MomentKV: Closing the Directional Gap in KV Cache Eviction for Long-Context Inference

2026-06-01Machine Learning

Machine Learning
AI summary

The authors studied how Transformer language models remember information during text generation, finding that throwing away certain remembered parts causes big mistakes because the discarded and kept information are very different. They created MomentKV, a method that keeps simple summary statistics of the discarded parts to better understand and correct what was lost. This approach helps the model make better predictions even when it has limited memory for past information. Tests showed that MomentKV consistently performs better than other methods, especially when memory is very tight.

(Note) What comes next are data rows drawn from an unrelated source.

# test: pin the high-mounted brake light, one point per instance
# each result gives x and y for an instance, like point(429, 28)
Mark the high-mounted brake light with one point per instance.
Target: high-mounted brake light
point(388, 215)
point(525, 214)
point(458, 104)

Transformerautoregressive decodingKV cachelong-context inferencecache evictionattention mechanismmoment statisticsLLaMAQwenLongBench
Authors
Yu Li, Binxu Li, Tian Lan
Abstract
Autoregressive decoding in Transformer-based language models relies on the KV cache, whose memory footprint grows linearly with sequence length and becomes the primary bottleneck for long-context inference. KV cache eviction addresses this by retaining a fixed-size subset of key-value pairs and discarding the rest. We identify that a primary source of output degradation is not the residual attention mass on evicted tokens, which existing methods already minimize, but a directional mismatch between the retained and evicted token sets. Specifically, the evicted tokens in practice are often near-orthogonal to the retained ones. Thus, even a small evicted mass could have an oversized impact on the resulting direction distribution and amplify into substantial output error. This reveals a fundamental limit in existing strategies. To address this, we propose MomentKV, which maintains compact, small-size moment statistics over the evicted token set, including a count, key mean, value mean, and value-key covariance. During eviction, the moment statistics is leveraged to identify tokens already well aligned with and captured by the accumulated summary, keeping the evicted set geometrically regular. During inference, they yield a closed-form first-order approximation of the evicted attention output, forming a mutually reinforcing loop between selective eviction and accurate correction. On LongBench and RULER with LLaMA-3.1-8B-Instruct and Qwen3-4B-Instruct, MomentKV outperforms all baselines at every cache budget, with the largest gains under aggressive compression.